Wrestling in a new weight class in Paris, Elor was unseeded in the 2024 Olympic tournament. In making it to the gold-medal finals, she dispatched three opponents, including 2023 world champion Buse Cavusoglu Tosun of Turkey, 10-2, and a rapid-fast 10-0 technical fall over North Korea’s Sol Gum Pak in the semifinals. Cavusoglu Tosun went on to win Olympic bronze in Paris.


“I was like I can't believe this is real, I can't believe life is real,” said Elor after she advanced to the gold medal match. “Because that little girl that started wrestling at four years old is still inside of me.
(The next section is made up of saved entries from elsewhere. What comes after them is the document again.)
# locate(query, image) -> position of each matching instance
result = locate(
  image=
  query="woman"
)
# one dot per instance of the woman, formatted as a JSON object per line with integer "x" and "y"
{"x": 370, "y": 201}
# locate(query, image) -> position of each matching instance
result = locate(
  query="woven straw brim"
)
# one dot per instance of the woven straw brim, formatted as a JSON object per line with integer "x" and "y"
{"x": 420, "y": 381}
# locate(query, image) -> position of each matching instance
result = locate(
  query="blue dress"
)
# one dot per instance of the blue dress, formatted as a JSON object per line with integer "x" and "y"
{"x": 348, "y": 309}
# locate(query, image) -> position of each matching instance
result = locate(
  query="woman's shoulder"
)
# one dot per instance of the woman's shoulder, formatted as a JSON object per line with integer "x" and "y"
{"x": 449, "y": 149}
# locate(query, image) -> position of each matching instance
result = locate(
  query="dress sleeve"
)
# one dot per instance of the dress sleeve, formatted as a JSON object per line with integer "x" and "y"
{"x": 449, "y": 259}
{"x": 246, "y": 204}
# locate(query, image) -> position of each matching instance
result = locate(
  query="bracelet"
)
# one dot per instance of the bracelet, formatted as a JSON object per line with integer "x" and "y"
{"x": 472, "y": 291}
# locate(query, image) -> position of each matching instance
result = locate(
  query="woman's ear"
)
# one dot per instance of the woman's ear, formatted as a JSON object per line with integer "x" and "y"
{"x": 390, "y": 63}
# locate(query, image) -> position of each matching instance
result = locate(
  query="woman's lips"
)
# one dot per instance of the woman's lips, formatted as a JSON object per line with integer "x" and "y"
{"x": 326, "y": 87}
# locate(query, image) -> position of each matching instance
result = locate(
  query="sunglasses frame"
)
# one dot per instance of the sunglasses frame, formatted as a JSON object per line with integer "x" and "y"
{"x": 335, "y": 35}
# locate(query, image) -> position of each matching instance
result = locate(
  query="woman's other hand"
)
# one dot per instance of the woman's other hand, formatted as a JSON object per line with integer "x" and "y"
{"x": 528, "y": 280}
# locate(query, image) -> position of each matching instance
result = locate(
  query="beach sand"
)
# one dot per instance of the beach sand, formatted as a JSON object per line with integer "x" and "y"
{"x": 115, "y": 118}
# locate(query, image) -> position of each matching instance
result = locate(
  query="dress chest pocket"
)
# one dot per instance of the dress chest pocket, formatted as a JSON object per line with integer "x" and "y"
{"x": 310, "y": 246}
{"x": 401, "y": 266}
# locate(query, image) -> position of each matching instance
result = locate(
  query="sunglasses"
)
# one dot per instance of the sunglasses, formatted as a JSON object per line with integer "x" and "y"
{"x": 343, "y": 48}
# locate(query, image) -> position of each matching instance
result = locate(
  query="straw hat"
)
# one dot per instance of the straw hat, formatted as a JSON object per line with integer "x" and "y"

And she's just looking out, like, what is happening right now?”


Facing Zhumanazarova for gold, Elor knew what she was in for; she had faced the 24-year-old Kyrgyzstani athlete at international training camps in tough bouts — something Elor kept in mind during the gold-medal bout.


“I also trusted my improvement in my abilities,” she explained. “I know that she's an extremely solid, strong wrestler, so my mindset going into the match was to be patient and to stay in good position and to trust in my style of wrestling and in my skills.”

And Elor is not done yet. Her number one goal besides becoming an Olympic champion is to compete in the Olympic Games Los Angeles 2028.


“I am born and raised in California,” she said, “so to have the opportunity to compete and represent not only my country, but my state, is incredible. I have been excited ever since I heard about it.”


An award-winning freelance writer based in Vermont, Peggy Shinn is in Paris covering her eighth Olympic Games. She has contributed to TeamUSA.org since its inception in 2008.